The chant that night was “Great heat, great hope,” which started out with four beats and ended up being little more than “heat” and “hope” with a brief pause between the words. That night Steven spoke not before the chant, but after. As usual, his subject was change, and specifically some problems the community had run into with a building inspector.
“I want you to regard the rules of the world,” he said, “not as the work of an enemy out to thwart you, but as the vessel for our transformation, and from our personal and communal Transformation to the transformation of the world. If the world brings pressure to bear, if it turns up the heat of tribulation, do not hate it, do not seek to escape it; welcome it as the means whereby change is effected. We are tried in the furnace of affliction, refined by the flames of daily torment. We do not turn from it—no, we enter into it freely, as the alembic of our own Transformation, the power nexus of our change.”
He continued in this vein, but Ana was too busy with her own thoughts to listen. The word “alembic,” the ancient chemical apparatus used to heat and distill, had jolted the people nearest to Steven, all the men and women on the platforms; she had felt their sudden intake of breath and the straightening of their spines, could still see it in their faces and their posture. She could feel it in her own. Because with that single noun it all came together in her mind, and she knew with certainty what Change’s hidden doctrine was all about.
Alchemy.
Good heavens, she thought in amazement—alchemy. Is there nothing new under the sun?

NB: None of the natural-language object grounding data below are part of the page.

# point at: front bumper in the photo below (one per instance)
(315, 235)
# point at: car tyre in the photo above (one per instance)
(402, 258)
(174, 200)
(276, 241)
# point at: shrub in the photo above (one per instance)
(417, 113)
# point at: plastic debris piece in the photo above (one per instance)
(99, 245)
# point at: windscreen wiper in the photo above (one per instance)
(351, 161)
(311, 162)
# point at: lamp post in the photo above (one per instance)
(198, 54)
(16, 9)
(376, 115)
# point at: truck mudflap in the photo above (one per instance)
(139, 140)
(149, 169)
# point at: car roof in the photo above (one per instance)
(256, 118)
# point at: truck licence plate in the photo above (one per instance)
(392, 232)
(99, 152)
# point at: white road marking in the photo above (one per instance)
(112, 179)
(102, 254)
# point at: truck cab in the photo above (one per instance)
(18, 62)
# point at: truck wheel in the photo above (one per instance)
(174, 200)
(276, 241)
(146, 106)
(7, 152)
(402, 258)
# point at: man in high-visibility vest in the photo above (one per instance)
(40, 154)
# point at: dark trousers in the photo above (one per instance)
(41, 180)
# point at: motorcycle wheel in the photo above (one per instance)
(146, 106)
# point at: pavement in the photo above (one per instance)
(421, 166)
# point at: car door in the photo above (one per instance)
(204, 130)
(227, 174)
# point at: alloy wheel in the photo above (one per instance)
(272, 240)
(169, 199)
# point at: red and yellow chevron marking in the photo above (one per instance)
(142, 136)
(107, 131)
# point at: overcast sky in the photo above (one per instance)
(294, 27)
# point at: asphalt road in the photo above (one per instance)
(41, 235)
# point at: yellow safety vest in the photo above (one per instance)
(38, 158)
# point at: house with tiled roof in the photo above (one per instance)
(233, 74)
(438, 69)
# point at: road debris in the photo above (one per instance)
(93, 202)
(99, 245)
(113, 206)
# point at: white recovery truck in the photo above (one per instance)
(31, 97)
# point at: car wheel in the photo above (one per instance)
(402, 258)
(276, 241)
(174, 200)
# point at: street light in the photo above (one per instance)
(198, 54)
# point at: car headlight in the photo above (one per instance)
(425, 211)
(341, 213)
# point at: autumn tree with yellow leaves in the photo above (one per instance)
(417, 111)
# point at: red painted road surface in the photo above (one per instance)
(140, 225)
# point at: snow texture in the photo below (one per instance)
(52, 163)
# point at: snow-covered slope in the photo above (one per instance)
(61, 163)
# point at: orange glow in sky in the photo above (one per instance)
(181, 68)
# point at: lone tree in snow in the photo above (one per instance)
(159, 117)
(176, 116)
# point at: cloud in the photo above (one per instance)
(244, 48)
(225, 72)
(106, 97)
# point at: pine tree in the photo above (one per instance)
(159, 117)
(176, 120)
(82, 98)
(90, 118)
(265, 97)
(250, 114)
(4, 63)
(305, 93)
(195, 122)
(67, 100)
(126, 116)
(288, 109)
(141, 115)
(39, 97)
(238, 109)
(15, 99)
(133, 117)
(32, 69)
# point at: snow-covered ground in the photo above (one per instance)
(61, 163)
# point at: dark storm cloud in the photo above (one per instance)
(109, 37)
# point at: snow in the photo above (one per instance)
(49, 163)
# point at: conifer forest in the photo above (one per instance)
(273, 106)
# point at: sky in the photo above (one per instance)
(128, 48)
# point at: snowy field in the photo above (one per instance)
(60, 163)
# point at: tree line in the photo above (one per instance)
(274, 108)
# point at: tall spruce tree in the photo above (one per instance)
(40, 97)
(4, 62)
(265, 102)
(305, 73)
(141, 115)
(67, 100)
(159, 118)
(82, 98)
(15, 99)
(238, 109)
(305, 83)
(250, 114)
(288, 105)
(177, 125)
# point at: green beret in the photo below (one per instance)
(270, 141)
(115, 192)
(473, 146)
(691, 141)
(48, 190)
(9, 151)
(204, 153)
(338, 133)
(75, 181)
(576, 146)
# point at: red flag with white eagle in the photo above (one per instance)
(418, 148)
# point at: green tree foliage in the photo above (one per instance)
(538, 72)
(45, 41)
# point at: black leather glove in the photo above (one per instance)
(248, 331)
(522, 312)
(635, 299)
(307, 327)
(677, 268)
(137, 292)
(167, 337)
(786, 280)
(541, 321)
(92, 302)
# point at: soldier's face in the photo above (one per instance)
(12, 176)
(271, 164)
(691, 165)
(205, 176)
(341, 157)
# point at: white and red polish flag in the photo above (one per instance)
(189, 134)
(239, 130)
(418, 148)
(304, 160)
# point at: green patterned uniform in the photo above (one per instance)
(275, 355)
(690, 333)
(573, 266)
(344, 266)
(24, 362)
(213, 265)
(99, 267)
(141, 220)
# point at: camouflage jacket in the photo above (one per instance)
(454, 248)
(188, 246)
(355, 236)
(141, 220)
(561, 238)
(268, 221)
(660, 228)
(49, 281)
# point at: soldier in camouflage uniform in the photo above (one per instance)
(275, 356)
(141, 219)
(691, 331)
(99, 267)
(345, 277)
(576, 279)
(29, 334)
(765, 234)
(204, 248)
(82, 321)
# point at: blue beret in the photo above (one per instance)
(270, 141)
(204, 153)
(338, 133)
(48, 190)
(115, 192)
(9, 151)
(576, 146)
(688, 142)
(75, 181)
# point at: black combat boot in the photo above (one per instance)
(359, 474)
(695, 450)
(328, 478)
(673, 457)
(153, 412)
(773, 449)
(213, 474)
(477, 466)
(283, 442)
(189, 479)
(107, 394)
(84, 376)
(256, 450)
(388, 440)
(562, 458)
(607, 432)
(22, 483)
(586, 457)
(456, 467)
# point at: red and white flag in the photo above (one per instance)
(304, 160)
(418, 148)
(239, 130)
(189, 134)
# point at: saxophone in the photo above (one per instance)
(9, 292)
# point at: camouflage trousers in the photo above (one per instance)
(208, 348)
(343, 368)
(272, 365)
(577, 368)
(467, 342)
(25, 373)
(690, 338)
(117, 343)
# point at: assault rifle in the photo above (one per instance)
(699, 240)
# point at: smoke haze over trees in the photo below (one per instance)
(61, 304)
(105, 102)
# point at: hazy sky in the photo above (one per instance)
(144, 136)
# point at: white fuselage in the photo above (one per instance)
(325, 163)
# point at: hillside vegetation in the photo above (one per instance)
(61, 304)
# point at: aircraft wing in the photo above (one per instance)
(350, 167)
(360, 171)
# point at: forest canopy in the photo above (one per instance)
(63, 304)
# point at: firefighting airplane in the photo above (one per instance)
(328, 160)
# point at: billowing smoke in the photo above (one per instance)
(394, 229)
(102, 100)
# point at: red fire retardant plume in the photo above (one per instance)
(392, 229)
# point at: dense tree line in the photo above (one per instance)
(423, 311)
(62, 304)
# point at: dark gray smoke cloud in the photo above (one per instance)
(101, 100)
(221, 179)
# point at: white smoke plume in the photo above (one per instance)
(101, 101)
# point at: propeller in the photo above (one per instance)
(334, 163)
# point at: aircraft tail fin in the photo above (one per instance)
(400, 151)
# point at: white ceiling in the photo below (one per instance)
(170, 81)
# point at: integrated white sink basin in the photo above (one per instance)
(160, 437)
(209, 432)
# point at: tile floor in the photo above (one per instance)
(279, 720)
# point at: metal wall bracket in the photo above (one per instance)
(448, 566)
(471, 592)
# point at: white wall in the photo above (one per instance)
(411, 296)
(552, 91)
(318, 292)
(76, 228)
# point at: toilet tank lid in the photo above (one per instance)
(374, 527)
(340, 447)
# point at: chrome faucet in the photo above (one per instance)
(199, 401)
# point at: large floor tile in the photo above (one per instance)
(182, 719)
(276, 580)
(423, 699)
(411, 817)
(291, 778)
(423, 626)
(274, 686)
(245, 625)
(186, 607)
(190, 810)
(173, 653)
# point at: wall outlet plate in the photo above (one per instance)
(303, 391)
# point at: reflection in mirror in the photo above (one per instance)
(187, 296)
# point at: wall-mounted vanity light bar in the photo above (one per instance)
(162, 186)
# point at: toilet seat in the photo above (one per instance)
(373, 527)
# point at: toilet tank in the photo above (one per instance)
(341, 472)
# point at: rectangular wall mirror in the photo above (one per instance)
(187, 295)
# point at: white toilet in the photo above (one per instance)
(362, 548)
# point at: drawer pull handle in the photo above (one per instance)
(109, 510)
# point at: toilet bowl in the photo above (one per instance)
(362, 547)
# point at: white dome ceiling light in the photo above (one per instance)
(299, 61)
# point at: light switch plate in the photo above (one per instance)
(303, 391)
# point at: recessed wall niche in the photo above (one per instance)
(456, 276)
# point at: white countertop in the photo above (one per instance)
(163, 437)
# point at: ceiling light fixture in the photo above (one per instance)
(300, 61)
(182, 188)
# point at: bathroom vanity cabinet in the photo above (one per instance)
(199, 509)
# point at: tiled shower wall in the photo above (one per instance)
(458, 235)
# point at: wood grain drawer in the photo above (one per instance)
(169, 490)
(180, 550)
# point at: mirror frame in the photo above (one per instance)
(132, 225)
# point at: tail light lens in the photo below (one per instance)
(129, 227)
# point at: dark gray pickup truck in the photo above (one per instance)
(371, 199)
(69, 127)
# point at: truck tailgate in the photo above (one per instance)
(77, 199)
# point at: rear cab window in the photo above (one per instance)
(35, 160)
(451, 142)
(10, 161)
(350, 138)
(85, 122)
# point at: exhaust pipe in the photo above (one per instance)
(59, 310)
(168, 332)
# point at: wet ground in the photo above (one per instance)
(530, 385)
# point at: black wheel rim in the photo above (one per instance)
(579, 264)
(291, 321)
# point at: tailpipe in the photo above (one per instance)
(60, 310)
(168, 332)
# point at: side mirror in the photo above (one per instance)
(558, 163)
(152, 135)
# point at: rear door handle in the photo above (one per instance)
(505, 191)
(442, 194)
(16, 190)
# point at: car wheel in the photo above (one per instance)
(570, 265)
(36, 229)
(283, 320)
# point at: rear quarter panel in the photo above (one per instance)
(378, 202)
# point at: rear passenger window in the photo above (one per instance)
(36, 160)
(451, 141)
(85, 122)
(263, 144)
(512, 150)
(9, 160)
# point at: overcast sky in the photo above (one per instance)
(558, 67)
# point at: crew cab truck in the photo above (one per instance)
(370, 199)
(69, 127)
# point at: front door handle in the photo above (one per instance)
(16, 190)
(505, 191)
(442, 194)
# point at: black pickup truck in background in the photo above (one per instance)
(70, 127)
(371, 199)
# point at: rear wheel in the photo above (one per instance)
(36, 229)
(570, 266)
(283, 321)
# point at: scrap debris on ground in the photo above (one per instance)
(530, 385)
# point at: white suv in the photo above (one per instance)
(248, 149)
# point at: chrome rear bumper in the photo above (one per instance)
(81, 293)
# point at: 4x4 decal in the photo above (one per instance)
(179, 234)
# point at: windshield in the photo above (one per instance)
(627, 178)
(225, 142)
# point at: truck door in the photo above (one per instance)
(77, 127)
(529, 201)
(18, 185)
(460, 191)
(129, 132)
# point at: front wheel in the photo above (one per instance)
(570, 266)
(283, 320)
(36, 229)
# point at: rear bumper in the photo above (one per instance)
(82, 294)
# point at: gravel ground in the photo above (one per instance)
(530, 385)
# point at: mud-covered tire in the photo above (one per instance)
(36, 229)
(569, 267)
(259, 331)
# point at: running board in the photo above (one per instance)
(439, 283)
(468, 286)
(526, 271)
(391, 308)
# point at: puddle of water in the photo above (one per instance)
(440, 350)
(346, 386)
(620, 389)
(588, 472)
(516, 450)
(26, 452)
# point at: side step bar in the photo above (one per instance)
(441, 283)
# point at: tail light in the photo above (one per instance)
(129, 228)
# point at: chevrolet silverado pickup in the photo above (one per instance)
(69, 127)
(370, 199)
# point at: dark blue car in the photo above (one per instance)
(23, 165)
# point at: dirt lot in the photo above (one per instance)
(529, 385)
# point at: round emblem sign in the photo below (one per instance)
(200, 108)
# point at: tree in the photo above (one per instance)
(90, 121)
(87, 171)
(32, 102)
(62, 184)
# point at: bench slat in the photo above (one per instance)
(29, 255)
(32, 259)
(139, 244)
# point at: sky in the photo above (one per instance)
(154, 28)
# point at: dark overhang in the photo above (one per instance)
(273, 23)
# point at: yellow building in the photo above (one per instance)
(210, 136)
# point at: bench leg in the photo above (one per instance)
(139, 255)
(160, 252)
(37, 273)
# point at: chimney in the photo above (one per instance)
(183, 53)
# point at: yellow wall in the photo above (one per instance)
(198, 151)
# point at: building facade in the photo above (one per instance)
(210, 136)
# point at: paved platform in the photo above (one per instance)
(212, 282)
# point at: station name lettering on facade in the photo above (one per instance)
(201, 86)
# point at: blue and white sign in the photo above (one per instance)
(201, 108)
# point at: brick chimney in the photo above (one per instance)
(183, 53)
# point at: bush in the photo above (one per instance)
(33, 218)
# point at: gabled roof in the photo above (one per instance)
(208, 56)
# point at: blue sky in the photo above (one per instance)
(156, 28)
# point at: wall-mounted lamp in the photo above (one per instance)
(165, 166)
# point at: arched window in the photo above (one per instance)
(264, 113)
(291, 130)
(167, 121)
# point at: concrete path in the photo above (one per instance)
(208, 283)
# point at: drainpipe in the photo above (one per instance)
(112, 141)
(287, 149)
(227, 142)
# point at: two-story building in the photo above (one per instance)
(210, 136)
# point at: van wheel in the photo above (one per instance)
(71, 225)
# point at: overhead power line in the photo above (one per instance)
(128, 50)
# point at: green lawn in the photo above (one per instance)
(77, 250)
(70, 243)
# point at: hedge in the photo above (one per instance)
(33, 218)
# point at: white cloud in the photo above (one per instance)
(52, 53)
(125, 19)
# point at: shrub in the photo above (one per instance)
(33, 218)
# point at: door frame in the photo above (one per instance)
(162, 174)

It was, she had to admit, the ultimate in transformational processes, extending beyond the spiritual to transmute base physical matter into pure incorruptible gold, never to be tarnished, more valuable than any other metal. Her knowledge, unfortunately, was sparse: From a hodgepodge of roots and the earliest stages of chemistry, in China and through India and Arabia and finally to Europe, great minds had worked to develop a sort of physical philosophy, a method of intellectual and spiritual inquiry reflected in solid results. Base material such as lead was put through an elaborate series of processes (all of them involving, as Steven had said, heat) that led to its perfection into gold, while the alchemist, struggling over the years to perfect the process, was simultaneously being refined, purified, and ultimately transmuted into a being of untarnishable wisdom and immortality. And didn’t a branch of alchemy seek to make not just gold, but the Philosopher’s Stone—a tincture of immense power capable of changing any base substance it might touch into gold?